Results Overall, 93% of the total sampled population (55,742) were exposed to polluting cooking fuel, with 35% and 54% anaemia prevalence in women and children, respectively. In women, higher risk of anaemia was associated with exposure to liquid-petroleum-gas, adjusted risk ratios 1.29 [95% CI 1.03–1.63], p=0.03; charcoal 1.23 [1.05–1.44], p=0.01. Higher risk in children includes LPG 1.19 [1.01–1.41) p=0.04; coal/lignite 1.21 [1.11–1.36] p<0.00; and natural-gas 1.73 [1.18–2.53], p=0.01. The highest risk of anaemia (89%) was found in children aged 6–11 months.

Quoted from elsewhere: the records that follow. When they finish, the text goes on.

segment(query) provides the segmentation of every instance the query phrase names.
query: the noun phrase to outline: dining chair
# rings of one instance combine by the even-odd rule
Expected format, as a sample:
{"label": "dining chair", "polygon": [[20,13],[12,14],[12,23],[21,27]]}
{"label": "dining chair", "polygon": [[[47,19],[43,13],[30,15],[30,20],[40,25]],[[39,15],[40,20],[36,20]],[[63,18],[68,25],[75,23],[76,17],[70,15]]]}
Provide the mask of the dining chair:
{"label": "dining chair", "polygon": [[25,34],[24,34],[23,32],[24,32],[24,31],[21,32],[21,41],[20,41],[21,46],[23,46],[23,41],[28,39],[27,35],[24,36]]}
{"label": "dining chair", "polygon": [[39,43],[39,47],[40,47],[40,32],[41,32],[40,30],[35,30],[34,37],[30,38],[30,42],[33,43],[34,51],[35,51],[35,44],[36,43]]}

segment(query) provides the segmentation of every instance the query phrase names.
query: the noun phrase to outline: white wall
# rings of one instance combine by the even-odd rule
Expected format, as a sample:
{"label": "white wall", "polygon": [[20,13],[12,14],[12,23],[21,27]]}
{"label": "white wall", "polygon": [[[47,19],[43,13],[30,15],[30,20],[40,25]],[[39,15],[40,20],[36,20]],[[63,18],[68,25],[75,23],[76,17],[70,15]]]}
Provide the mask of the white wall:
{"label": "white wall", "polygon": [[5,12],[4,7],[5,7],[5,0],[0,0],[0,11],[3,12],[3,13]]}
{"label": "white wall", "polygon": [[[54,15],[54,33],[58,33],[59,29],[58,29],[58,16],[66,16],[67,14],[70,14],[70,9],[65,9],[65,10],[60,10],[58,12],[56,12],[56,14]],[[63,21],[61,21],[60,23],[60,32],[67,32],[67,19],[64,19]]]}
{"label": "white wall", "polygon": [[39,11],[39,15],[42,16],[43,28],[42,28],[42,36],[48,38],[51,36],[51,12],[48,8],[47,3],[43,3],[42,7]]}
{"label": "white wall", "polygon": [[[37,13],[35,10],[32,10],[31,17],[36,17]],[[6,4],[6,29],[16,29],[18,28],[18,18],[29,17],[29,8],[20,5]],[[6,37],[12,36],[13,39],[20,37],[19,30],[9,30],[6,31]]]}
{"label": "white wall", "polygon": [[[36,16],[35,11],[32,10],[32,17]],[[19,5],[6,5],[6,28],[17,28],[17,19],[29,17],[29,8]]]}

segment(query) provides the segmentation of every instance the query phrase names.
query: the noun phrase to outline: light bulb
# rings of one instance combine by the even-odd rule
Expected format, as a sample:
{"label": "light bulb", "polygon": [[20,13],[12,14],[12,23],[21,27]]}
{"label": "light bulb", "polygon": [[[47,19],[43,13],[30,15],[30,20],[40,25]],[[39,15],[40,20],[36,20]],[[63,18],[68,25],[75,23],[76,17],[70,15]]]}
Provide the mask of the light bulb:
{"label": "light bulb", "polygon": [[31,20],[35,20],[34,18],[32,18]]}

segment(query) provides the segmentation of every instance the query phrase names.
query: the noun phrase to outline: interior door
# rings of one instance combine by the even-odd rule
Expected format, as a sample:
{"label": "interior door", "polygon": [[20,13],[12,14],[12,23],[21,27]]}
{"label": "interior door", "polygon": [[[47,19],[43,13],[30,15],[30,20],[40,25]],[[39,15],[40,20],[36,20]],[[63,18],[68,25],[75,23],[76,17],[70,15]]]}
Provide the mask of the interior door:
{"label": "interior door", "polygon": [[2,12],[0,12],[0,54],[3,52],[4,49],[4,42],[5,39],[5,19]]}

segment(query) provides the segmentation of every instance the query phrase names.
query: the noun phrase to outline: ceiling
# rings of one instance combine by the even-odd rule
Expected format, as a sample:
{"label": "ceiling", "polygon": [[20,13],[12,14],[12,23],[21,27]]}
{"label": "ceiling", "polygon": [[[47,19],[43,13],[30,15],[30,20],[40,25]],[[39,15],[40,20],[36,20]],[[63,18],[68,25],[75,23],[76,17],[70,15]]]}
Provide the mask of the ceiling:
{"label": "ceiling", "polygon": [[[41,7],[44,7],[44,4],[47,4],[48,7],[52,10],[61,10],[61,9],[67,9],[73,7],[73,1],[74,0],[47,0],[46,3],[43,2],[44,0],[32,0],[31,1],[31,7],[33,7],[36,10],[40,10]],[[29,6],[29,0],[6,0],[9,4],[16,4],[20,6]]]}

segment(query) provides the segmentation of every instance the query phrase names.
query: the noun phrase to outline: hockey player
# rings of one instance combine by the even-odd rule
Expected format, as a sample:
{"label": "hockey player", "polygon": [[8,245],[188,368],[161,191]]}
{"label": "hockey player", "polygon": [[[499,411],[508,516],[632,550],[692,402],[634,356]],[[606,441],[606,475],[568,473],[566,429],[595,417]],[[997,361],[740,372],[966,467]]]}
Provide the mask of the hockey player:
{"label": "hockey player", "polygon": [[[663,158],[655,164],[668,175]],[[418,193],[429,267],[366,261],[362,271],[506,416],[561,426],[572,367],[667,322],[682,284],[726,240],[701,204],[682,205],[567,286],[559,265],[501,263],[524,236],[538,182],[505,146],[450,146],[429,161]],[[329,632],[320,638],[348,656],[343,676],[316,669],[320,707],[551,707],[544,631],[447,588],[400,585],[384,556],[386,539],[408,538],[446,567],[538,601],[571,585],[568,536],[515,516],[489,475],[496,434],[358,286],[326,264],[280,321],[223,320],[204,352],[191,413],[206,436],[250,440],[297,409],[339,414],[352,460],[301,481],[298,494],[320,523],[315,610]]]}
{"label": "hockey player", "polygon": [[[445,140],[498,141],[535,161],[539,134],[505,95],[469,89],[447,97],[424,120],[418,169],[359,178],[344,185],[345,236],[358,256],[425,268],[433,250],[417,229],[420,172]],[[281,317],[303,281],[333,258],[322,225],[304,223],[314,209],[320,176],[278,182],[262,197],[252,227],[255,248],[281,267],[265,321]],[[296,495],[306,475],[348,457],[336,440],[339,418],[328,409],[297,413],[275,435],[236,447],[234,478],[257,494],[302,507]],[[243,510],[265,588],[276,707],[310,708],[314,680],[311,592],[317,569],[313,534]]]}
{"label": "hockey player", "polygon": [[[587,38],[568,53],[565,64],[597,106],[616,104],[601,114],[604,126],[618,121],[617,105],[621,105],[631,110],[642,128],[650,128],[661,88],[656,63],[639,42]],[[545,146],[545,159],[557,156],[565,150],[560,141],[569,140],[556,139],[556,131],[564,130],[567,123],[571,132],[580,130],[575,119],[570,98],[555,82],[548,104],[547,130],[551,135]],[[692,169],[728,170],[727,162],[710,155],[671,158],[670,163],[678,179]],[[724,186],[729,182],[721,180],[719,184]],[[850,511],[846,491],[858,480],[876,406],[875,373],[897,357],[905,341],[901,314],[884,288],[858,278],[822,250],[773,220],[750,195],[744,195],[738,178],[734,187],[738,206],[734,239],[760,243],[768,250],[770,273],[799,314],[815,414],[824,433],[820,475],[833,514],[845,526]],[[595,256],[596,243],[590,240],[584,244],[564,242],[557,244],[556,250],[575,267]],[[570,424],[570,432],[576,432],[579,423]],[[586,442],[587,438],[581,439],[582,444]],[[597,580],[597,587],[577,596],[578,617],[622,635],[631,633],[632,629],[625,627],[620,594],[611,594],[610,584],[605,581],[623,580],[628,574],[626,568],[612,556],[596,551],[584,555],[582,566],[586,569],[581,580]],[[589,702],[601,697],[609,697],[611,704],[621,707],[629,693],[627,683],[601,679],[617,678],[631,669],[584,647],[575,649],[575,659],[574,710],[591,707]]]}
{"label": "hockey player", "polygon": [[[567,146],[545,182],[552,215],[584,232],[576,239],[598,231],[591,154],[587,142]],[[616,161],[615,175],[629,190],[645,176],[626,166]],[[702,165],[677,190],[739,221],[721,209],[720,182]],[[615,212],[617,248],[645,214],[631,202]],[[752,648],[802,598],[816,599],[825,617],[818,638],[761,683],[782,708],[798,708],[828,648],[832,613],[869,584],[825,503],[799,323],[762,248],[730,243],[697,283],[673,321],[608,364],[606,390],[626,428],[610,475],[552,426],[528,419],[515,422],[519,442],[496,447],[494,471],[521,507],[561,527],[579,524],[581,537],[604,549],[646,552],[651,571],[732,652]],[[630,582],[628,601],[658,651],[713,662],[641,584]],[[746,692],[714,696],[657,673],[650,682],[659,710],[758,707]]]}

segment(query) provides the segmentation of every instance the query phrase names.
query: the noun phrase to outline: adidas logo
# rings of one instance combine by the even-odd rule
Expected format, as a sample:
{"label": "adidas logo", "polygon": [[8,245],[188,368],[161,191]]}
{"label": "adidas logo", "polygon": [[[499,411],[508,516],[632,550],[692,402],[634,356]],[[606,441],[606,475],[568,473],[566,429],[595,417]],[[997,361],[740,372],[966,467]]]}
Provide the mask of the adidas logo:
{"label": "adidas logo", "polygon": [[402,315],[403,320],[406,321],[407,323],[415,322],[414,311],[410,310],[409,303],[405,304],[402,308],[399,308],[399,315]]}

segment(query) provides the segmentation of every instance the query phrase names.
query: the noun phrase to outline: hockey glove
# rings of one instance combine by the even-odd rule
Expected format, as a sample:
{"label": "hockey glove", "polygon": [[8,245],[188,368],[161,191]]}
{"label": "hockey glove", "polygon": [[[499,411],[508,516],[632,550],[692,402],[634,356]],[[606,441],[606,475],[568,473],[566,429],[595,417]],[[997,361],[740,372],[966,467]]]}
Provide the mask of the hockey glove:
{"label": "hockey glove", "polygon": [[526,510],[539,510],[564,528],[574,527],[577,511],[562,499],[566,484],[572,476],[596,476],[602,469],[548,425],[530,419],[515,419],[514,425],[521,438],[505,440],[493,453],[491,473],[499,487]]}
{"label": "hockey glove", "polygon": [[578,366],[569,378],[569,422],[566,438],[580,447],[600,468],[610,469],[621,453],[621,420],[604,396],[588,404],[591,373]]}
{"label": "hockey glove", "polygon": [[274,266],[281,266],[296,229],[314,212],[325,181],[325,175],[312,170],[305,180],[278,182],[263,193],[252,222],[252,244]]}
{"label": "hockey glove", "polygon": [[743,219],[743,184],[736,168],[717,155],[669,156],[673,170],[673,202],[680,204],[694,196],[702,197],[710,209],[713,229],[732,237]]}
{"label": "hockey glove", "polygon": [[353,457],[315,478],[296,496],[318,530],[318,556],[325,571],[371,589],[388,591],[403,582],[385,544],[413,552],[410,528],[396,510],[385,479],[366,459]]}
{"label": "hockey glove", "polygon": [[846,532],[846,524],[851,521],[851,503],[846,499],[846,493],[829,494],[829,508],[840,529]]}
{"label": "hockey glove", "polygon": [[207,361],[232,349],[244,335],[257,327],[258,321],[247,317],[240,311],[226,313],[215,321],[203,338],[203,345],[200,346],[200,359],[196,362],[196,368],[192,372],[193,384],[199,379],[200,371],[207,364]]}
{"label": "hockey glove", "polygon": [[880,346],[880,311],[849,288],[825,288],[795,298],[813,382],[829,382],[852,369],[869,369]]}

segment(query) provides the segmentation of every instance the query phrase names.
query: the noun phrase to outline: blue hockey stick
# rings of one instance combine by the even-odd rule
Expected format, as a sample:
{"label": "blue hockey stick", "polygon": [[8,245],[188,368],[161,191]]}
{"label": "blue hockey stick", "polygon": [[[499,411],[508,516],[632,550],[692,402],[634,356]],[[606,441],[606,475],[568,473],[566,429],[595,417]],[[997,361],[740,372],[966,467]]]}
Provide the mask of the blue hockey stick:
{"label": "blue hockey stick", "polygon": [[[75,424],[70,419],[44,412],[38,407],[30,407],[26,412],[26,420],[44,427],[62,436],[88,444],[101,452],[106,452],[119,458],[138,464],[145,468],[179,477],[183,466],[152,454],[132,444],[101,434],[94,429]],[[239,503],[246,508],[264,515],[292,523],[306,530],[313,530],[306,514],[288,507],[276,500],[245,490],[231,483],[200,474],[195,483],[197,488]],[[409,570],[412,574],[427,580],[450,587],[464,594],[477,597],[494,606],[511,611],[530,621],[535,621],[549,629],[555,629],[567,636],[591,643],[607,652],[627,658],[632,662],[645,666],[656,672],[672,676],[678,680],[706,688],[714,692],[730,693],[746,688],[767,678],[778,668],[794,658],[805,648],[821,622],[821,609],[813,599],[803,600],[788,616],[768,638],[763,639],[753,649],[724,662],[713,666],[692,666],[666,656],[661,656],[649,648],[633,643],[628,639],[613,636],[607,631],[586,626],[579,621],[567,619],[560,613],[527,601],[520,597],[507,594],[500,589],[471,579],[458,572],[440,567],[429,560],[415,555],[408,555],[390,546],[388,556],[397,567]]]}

Conclusion The study adds to the body of evidence of the risk to health of women and children from the specific fuel used for cooking. It is urgent for policymakers to prioritise funding for clean, affordable, equitable fuel in these low-middle-income countries and for implementation research to establish the best suited for each community based on resources available to them. The increase in global migration calls for healthcare professionals to enhance socio-demographic history taking to include detailed information about fuel use for the accurate diagnosis of anaemia.